Cassandra told Giovanni of the wonders she had seen; of the desolate grandeur of marble temples standing on sea-worn cliffs, at their feet the blue Ionian waves, their columns bedewed with the brine, like the naked body of the foam-born goddess long ago. She told of her incredible exertions, dangers, accidents. He asked her what she had sought, why she had collected these things at the cost of so much toil, and she answered in the words of Luigi her father:—

'To bring the dead to life.'

And her eyes glowed with the fire that had belonged to Cassandra, the witch of days gone by.

In appearance she was little changed; she had the same face, untouched by grief or joy—impassive as the faces of the ancient statues; the same broad low forehead, straight fine eyebrows, firm unsmiling lips, and amber eyes. Yet now her face, refined by illness, or perhaps by the over-insistence of a single thought, had taken an expression calmer and more austere than it had worn in her girlhood. Her dark hair, twined and wreathed like Medusa's snakes, still gave the impression of having a life of its own, still formed a frame for her pale face, and enhanced the brilliance of her eyes, the scarlet of her lips. The charm of the girl attracted Giovanni irresistibly as of old, and renewed in his soul the old feelings of curiosity, compassion, and fear.

In her journey across the land of Hellas she had visited her mother's native place, the lonely little town of Mistra, near the ruins of Sparta, among the bare hills where, half a century before, had died Gemistus Pletho, last teacher of the Hellenic philosophy. Telling Giovanni of her visit to his grave, she repeated Pletho's prophecy that after a few years the world would return to a single faith, not differing from the ancient paganism.
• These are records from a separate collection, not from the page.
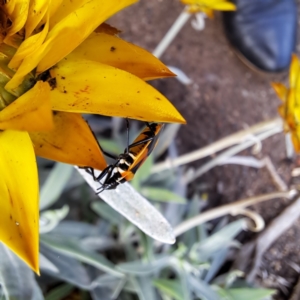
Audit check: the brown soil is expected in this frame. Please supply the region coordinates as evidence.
[110,0,300,299]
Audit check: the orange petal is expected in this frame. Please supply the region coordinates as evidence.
[0,81,53,131]
[30,112,107,170]
[50,59,185,123]
[0,130,39,273]
[68,32,175,80]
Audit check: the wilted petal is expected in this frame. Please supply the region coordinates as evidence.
[0,81,53,131]
[0,130,39,273]
[50,59,185,123]
[30,112,107,170]
[69,32,175,80]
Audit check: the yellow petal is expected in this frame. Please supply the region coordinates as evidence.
[207,2,236,11]
[3,0,17,16]
[289,54,300,88]
[291,131,300,153]
[30,112,107,170]
[8,14,49,70]
[4,0,30,38]
[6,0,137,90]
[69,32,175,80]
[37,0,137,73]
[25,0,49,38]
[95,23,122,35]
[0,130,39,273]
[50,59,185,123]
[271,82,288,101]
[0,81,53,131]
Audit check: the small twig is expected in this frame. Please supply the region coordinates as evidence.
[285,132,295,159]
[151,118,282,173]
[152,7,191,58]
[222,156,288,192]
[263,156,288,192]
[186,127,281,184]
[232,208,265,232]
[174,190,300,237]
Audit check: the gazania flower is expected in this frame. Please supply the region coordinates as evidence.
[272,55,300,153]
[181,0,236,18]
[0,0,185,272]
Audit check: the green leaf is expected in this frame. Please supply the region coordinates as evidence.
[117,255,171,275]
[195,219,245,256]
[0,243,44,300]
[40,242,91,289]
[40,234,123,277]
[45,284,74,300]
[152,279,184,300]
[40,205,69,233]
[40,163,73,210]
[218,288,276,300]
[141,187,186,204]
[91,201,124,225]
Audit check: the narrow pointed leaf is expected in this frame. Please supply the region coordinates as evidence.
[50,59,185,123]
[141,186,186,204]
[0,243,44,300]
[0,81,53,131]
[40,235,123,277]
[69,32,175,80]
[0,130,39,273]
[153,279,184,300]
[77,168,175,244]
[40,243,91,289]
[30,112,107,170]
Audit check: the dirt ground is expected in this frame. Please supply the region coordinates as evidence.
[109,0,300,299]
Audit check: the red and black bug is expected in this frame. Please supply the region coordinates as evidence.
[86,121,164,194]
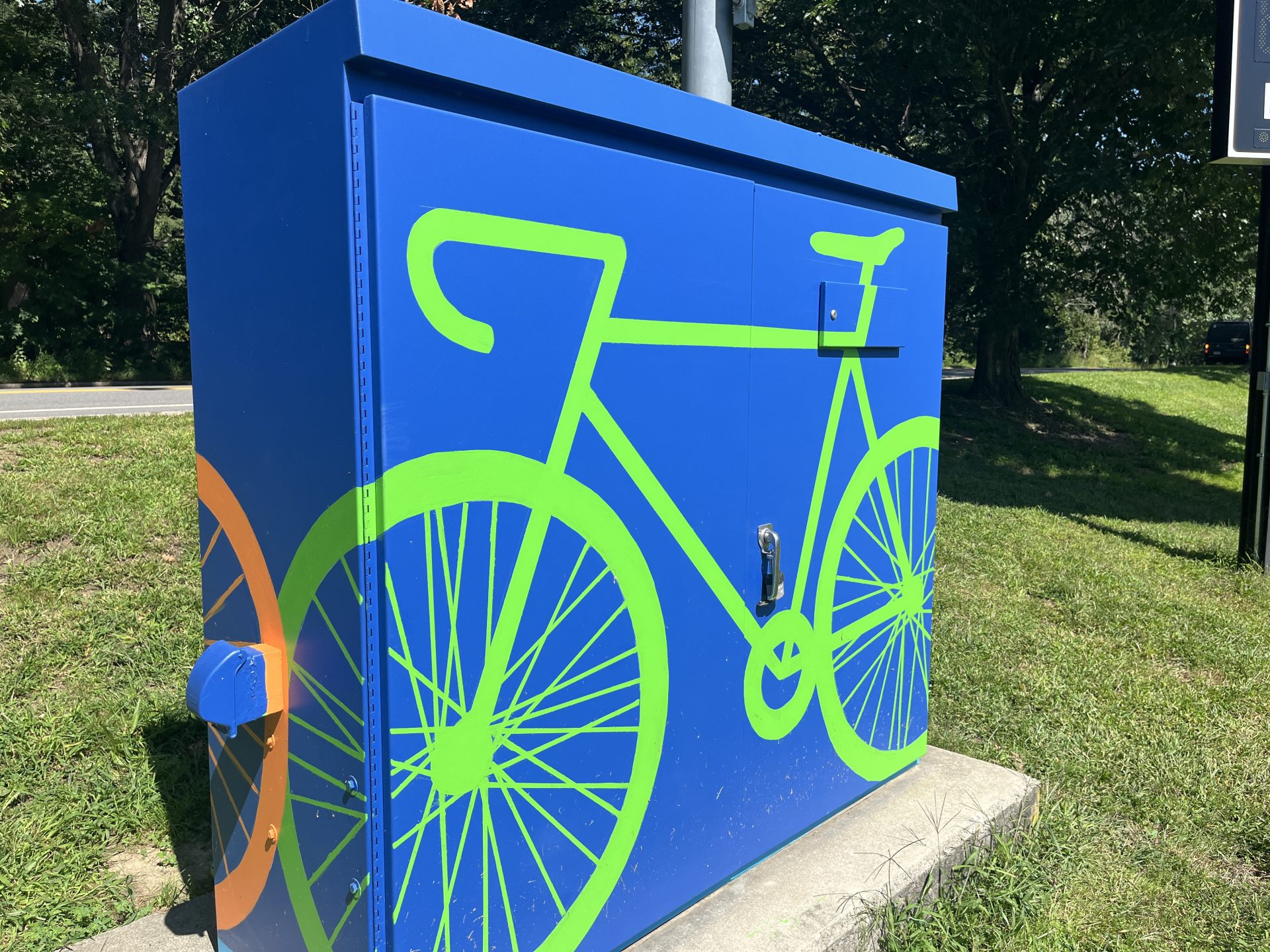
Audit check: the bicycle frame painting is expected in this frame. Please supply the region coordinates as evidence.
[181,0,954,952]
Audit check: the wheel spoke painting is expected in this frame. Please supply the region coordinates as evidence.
[385,501,648,952]
[182,17,955,952]
[822,424,939,770]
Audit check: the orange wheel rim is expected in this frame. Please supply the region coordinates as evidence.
[197,456,288,929]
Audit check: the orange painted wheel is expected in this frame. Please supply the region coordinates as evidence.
[197,456,287,929]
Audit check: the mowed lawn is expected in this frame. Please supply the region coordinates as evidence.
[0,370,1270,952]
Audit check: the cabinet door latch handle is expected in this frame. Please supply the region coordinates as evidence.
[758,523,785,606]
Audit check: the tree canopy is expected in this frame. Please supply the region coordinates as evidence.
[0,0,1257,404]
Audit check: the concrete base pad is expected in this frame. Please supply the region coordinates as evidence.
[70,748,1039,952]
[628,748,1040,952]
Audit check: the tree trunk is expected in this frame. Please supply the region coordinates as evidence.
[969,315,1030,406]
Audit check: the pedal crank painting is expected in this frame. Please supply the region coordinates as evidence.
[181,0,955,952]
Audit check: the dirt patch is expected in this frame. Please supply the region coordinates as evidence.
[105,843,212,908]
[1156,660,1226,688]
[0,536,75,584]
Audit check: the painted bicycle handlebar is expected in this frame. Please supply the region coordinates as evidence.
[405,208,626,354]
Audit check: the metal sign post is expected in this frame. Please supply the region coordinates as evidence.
[1240,167,1270,571]
[1213,0,1270,571]
[681,0,757,105]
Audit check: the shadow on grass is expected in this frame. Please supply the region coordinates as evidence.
[940,367,1244,560]
[145,713,218,948]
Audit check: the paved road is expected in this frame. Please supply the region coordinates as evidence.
[0,385,194,421]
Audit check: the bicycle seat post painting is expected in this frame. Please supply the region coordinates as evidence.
[181,0,955,952]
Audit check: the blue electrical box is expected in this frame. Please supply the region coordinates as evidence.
[181,0,955,952]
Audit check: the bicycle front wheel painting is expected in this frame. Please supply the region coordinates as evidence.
[274,452,667,952]
[816,416,939,781]
[197,456,287,930]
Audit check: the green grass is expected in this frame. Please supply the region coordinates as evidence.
[0,416,208,952]
[0,370,1270,952]
[890,371,1270,952]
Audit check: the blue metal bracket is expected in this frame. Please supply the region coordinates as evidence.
[185,641,280,738]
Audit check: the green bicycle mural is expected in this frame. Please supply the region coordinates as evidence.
[268,208,939,952]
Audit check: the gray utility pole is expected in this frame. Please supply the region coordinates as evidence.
[682,0,732,105]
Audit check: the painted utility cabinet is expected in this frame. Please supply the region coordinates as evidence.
[181,0,955,952]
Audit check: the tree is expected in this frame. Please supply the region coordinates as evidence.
[737,0,1239,404]
[0,0,306,373]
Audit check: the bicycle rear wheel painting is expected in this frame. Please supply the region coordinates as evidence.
[817,418,939,779]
'The prophecy is not fulfilled,' said Giovanni, 'though more than fifty years have passed. Have you still faith in him, Monna Cassandra?'

'There was not perfect truth in Pletho,' she replied calmly, 'for there was much he did not know.'

'What?' asked Giovanni; and under the intentness of her glance he felt his heart sink.

She took a parchment from the shelf, and read to him certain lines from the Prometheus, in which the Titan, having enumerated his gifts to men, more especially that fire which he had stolen from heaven, and which would make them equal with the gods, goes on to prophesy the fall of Zeus.

'Giovanni, have you never heard of the man who, ten centuries ago, dreamed, like Pletho, of reviving the dead gods—the Emperor Flavius Claudius Julian?'

'Julian the Apostate?'

'Ay, so they called him.'

'He gave his life in vain for the Olympians.' She hesitated, then continued in a lower voice: 'If I were to tell you all, Giovanni! But for to-day I will say only this. Among the Olympians is a god nearer than all others to his brethren below; a god both bright and dark; fair as the dawn, yet pitiless as death; who came to earth and gave to mortals—as Prometheus had done—the forgetting of death and the boon of fire—new fire—in his own blood, in the intoxicating juice of the vine; and, my brother, who is there among men who will understand? who will go boldly forth and say to the world, "The love of him who is crowned with the vine is like the love of Him who is crowned with thorns (who said, 'I am the true vine'); of Him who, no less than Dionysus, makes the world drunk with his blood?" Have you understood, Giovanni, of whom I speak? If not, ask me nothing, for here is a secret which we may not, as yet, reveal.'

Of late a great audacity of thought had come to Giovanni. He feared nothing, because he had nothing to lose. He had convinced himself that neither in the faith of Fra Benedetto, nor in the knowledge of Leonardo, would he find peace. Cassandra's prophecies gave him a glimpse of a new idea, so startling as to be terrible. Instead of turning away he approached it with the courage of despair. Day by day their souls came closer to each other.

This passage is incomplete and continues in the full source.